In general, we will be interested in a single wfnamelist that defines a full workflow. The above examples were provided as more of an academic demonstration of how components can be chained together separately for asynchronous workflows, and specifically demonstrated the added complexity of the ERA inputs. In the following, we define the entire workflow in one wfnamelist. In this scenario, we will not need to keep track of where the geogrid and ungrib outputs are - the ehratmwf.py will handle all of that.

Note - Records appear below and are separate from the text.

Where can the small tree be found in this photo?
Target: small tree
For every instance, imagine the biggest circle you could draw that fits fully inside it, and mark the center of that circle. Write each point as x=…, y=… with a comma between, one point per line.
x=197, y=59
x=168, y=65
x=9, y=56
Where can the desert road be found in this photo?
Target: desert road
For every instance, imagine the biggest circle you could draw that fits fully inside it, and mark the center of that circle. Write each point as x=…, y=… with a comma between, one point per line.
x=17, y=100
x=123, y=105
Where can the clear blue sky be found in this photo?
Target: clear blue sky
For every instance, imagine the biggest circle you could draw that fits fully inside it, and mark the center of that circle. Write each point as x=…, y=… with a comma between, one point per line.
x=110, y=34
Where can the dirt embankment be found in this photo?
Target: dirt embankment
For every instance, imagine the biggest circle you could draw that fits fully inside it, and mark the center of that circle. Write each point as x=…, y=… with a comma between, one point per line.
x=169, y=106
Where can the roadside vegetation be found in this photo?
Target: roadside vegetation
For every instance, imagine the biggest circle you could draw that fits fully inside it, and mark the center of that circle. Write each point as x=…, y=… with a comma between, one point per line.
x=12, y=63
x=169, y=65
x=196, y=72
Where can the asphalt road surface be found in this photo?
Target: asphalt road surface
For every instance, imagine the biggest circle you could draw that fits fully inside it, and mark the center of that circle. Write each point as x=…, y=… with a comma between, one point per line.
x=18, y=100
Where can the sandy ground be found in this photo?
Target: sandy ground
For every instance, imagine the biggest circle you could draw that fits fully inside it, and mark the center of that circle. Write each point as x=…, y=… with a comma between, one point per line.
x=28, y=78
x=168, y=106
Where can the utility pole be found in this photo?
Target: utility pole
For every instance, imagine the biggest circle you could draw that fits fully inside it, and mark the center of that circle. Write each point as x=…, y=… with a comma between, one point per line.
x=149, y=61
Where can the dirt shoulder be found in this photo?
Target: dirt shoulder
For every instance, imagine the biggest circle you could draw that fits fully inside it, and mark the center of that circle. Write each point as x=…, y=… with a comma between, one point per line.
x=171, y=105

wfnamelist.ecmwf-fullwps-twonest-4mpitasks

&control
  workflow_list = 'ungrib', 'geogrid', 'metgrid'
/

&time
  start_time = '2014012400'
  end_time = '2014012403'
  wrf_spinup_hours = 0
/

&grib_input1
  type = 'ecmwf_ml'
  hours_intvl = 3
  rootdir = '/dvlscratch/ATM/morton/EHRATM_ERA_TESTDATA'
/

&grib_input2
  type = 'ecmwf_sfc'
  hours_intvl = 3
  rootdir = '/dvlscratch/ATM/morton/EHRATM_ERA_TESTDATA'
/

&domain_defn
  domain_defn_path = 'small_domain_twonest.nml'
/

&geogrid
  num_mpi_tasks = 4
/

&metgrid
  hours_intvl = 3
  num_mpi_tasks = 4
/

Then, we run it, again noting the run directory which, in this case, will include run directories for ungrib, geogrid and metgrid

$ ./epython3 ehratmwf.py -n wfnamelist.ecmwf-fullwps-twonest-4mpitasks
2023-09-19:23:21:36 --> Workflow started
2023-09-19:23:21:36 --> Start process_namelist()
2023-09-19:23:21:36 --> Started run_workflow(): /dvlscratch/ATM/morton/tmp/ehratmwf_20230919_232136.681431
2023-09-19:23:21:36 --> Start run_ungrib()
2023-09-19:23:21:38 --> Start run_ecmwfplevels()
2023-09-19:23:21:39 --> Start run_geogrid()
2023-09-19:23:21:48 --> Start run_metgrid()

-----------------------
Workflow Events Summary
-----------------------
2023-09-19:23:21:36 --> Workflow started
2023-09-19:23:21:36 --> Start process_namelist()
2023-09-19:23:21:36 --> Started run_workflow(): /dvlscratch/ATM/morton/tmp/ehratmwf_20230919_232136.681431
2023-09-19:23:21:36 --> Start run_ungrib()
2023-09-19:23:21:38 --> Start run_ecmwfplevels()
2023-09-19:23:21:39 --> Start run_geogrid()
2023-09-19:23:21:48 --> Start run_metgrid()
2023-09-19:23:21:50 --> Workflow completed...
$ tree -L 2 -F /dvlscratch/ATM/morton/tmp/ehratmwf_20230919_232136.681431
/dvlscratch/ATM/morton/tmp/ehratmwf_20230919_232136.681431
├── ecmwfplevels_namelist.wps
├── ecmwfplevels_rundir/
│   ├── GEOG_DATA -> /dvlscratch/ATM/morton/WRFDistributions/WRFV4.3/GEOG_DATA/
│   ├── WPS/
│   └── WRF/
├── geogrid_namelist.wps
├── geogrid_rundir/
│   ├── GEOG_DATA -> /dvlscratch/ATM/morton/WRFDistributions/WRFV4.3/GEOG_DATA/
│   ├── WPS/
│   └── WRF/
├── metgrid_rundir/
│   ├── GEOG_DATA -> /dvlscratch/ATM/morton/WRFDistributions/WRFV4.3/GEOG_DATA/
│   ├── WPS/
│   └── WRF/
├── namelist.wps
├── namelist.wps_ecmwf_ml
├── namelist.wps_ecmwf_sfc
├── tmpmetdata-ecmwf_ml/
│   ├── EA2014012400.ml -> /dvlscratch/ATM/morton/EHRATM_ERA_TESTDATA/2014/01/24/EA2014012400.ml
│   └── EA2014012403.ml -> /dvlscratch/ATM/morton/EHRATM_ERA_TESTDATA/2014/01/24/EA2014012403.ml
├── tmpmetdata-ecmwf_sfc/
│   ├── EA2014012400.sfc -> /dvlscratch/ATM/morton/EHRATM_ERA_TESTDATA/2014/01/24/EA2014012400.sfc
│   └── EA2014012403.sfc -> /dvlscratch/ATM/morton/EHRATM_ERA_TESTDATA/2014/01/24/EA2014012403.sfc
├── ungrib_rundir_ecmwf_ml/
│   ├── GEOG_DATA -> /dvlscratch/ATM/morton/WRFDistributions/WRFV4.3/GEOG_DATA/
│   ├── WPS/
│   └── WRF/
└── ungrib_rundir_ecmwf_sfc/
    ├── GEOG_DATA -> /dvlscratch/ATM/morton/WRFDistributions/WRFV4.3/GEOG_DATA/
    ├── WPS/
    └── WRF/

22 directories, 9 files

Each of the run directories is self-contained and all set up for execution of the specific case components, and the interested user can go into them and rerun for experimentation and/or troubleshooting.